* suggestion to avoid erroneous lines in findmnt/lslocks/...
@ 2012-08-04 15:42 Pádraig Brady
2012-08-04 15:57 ` Dave Reisner
2012-08-06 8:15 ` Karel Zak
0 siblings, 2 replies; 11+ messages in thread
From: Pádraig Brady @ 2012-08-04 15:42 UTC (permalink / raw)
To: util-linux
There was a recent change in df in coreutils to sanitize output of paths:
http://git.sv.gnu.org/gitweb/?p=coreutils.git;a=commitdiff;h=3ed70fd
The essential issue fixed there is that control chars in a path will be
converted to '?' (this works in all locales), and doing so will mean
'\n' for example is not output. You could even consider this a potential
security improvement so that arbitrary users couldn't influence the
output of these commands for all users.
I suggest using the simple inplace replacement function from above.
cheers,
Pádraig.
^ permalink raw reply [flat|nested] 11+ messages in thread
* Re: suggestion to avoid erroneous lines in findmnt/lslocks/...
2012-08-04 15:42 suggestion to avoid erroneous lines in findmnt/lslocks/ Pádraig Brady
@ 2012-08-04 15:57 ` Dave Reisner
2012-08-05 2:02 ` Pádraig Brady
2012-08-06 8:15 ` Karel Zak
1 sibling, 1 reply; 11+ messages in thread
From: Dave Reisner @ 2012-08-04 15:57 UTC (permalink / raw)
To: Pádraig Brady; +Cc: util-linux
On Sat, Aug 04, 2012 at 04:42:10PM +0100, Pádraig Brady wrote:
> There was a recent change in df in coreutils to sanitize output of paths:
>
> http://git.sv.gnu.org/gitweb/?p=coreutils.git;a=commitdiff;h=3ed70fd
>
> The essential issue fixed there is that control chars in a path will be
> converted to '?' (this works in all locales), and doing so will mean
> '\n' for example is not output.

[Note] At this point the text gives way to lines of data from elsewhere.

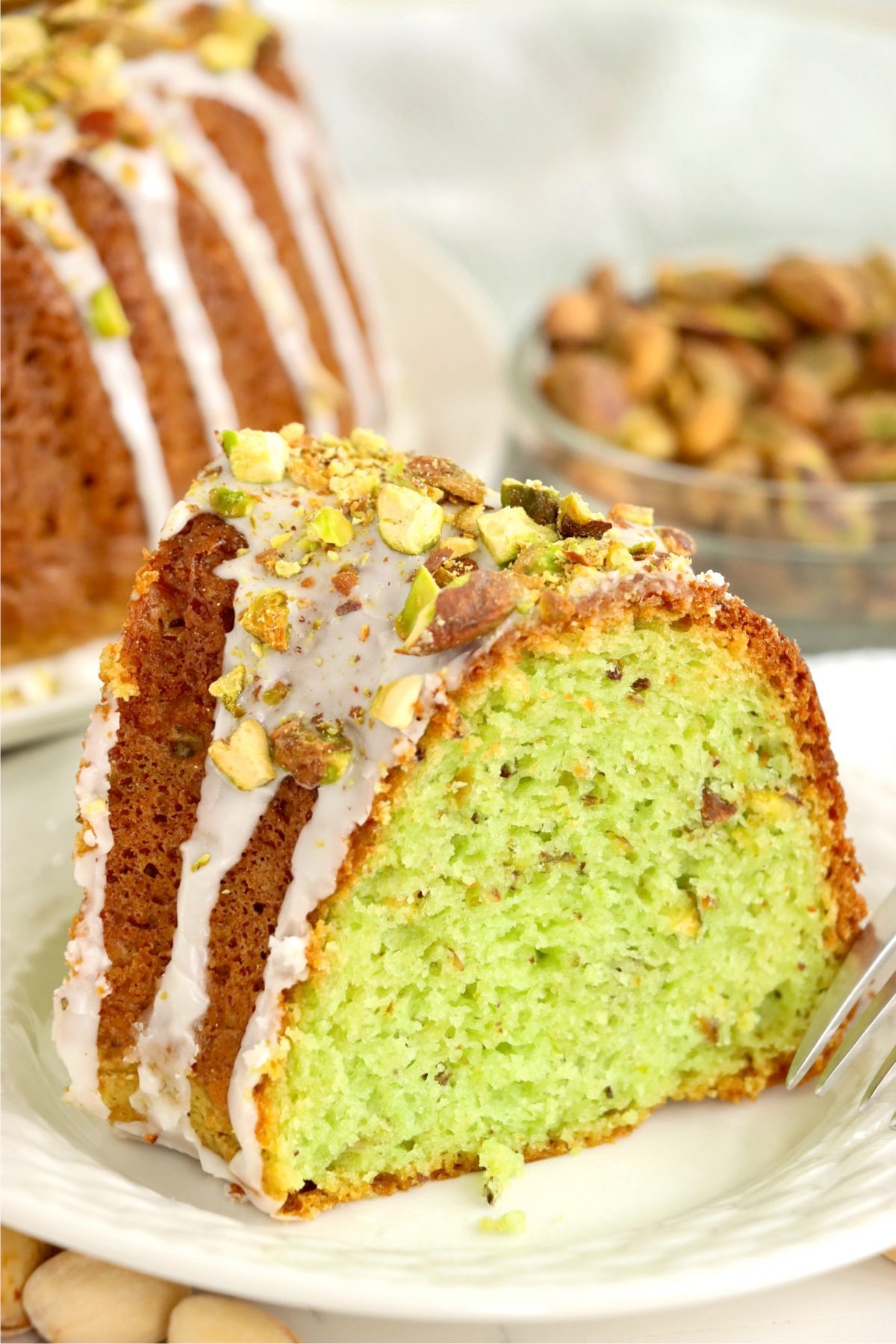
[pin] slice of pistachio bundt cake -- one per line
(420, 826)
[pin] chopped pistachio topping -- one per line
(420, 606)
(228, 503)
(576, 519)
(408, 522)
(637, 514)
(245, 756)
(509, 1225)
(220, 52)
(541, 502)
(394, 703)
(508, 530)
(314, 756)
(107, 315)
(267, 618)
(331, 527)
(258, 456)
(228, 687)
(22, 40)
(500, 1166)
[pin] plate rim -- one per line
(94, 1228)
(297, 1288)
(386, 235)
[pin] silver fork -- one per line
(862, 965)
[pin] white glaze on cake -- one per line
(339, 653)
(77, 1003)
(160, 87)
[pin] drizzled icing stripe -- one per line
(78, 1001)
(290, 143)
(146, 184)
(335, 671)
(81, 273)
(255, 252)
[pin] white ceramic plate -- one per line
(703, 1202)
(449, 401)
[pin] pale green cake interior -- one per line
(550, 939)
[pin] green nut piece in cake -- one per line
(541, 502)
(508, 530)
(508, 1225)
(331, 527)
(576, 519)
(394, 703)
(245, 756)
(228, 503)
(541, 558)
(420, 608)
(255, 456)
(228, 687)
(408, 522)
(314, 756)
(107, 315)
(267, 618)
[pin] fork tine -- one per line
(886, 1074)
(875, 944)
(882, 1003)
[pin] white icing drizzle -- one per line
(160, 87)
(289, 134)
(81, 273)
(339, 653)
(231, 205)
(77, 1001)
(334, 672)
(147, 187)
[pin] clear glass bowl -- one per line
(820, 561)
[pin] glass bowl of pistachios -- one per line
(754, 406)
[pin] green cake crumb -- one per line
(509, 1225)
(500, 1166)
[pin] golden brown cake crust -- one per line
(67, 477)
(173, 643)
(101, 215)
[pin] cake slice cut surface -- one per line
(437, 823)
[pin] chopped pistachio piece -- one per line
(541, 558)
(394, 703)
(511, 1223)
(245, 756)
(267, 618)
(314, 756)
(500, 1166)
(107, 315)
(637, 514)
(576, 519)
(228, 503)
(421, 597)
(258, 456)
(22, 38)
(541, 502)
(331, 527)
(370, 444)
(220, 52)
(508, 530)
(228, 687)
(408, 522)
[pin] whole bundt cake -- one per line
(423, 830)
(175, 260)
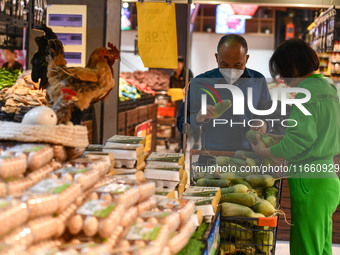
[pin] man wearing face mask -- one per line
(231, 58)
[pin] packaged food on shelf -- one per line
(146, 205)
(60, 153)
(146, 188)
(102, 156)
(143, 238)
(34, 231)
(85, 176)
(124, 194)
(38, 155)
(181, 238)
(168, 218)
(96, 217)
(185, 208)
(102, 166)
(43, 172)
(51, 196)
(13, 213)
(12, 165)
(129, 216)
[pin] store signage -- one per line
(238, 100)
(157, 35)
(145, 130)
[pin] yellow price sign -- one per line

You could even consider this a potential
> security improvement so that arbitrary users couldn't influence the
> output of these commands for all users.
>
> I suggest using the simple inplace replacement function from above.
Why replace with a bogus character when you could instead use an octal
or hex escape? Wouldn't this still address the underlying problem?
Munging the content of a string could break a script consuming the
output with no way for the script to recover.
^ permalink raw reply [flat|nested] 11+ messages in thread
* Re: suggestion to avoid erroneous lines in findmnt/lslocks/...
2012-08-04 15:57 ` Dave Reisner
@ 2012-08-05 2:02 ` Pádraig Brady
0 siblings, 0 replies; 11+ messages in thread
From: Pádraig Brady @ 2012-08-05 2:02 UTC (permalink / raw)
To: util-linux
On 08/04/2012 04:57 PM, Dave Reisner wrote:
> On Sat, Aug 04, 2012 at 04:42:10PM +0100, Pádraig Brady wrote:
>> There was a recent change in df in coreutils to sanitize output of paths:
>>
>> http://git.sv.gnu.org/gitweb/?p=coreutils.git;a=commitdiff;h=3ed70fd
>>
>> The essential issue fixed there is that control chars in a path will be
>> converted to '?' (this works in all locales), and doing so will mean
>> '\n' for example is not output. You could even consider this a potential
>> security improvement so that arbitrary users couldn't influence the
>> output of these commands for all users.
>>
>> I suggest using the simple inplace replacement function from above.
>
> Why replace with a bogus character when you could instead use an octal
> or hex escape? Wouldn't this still address the underlying problem?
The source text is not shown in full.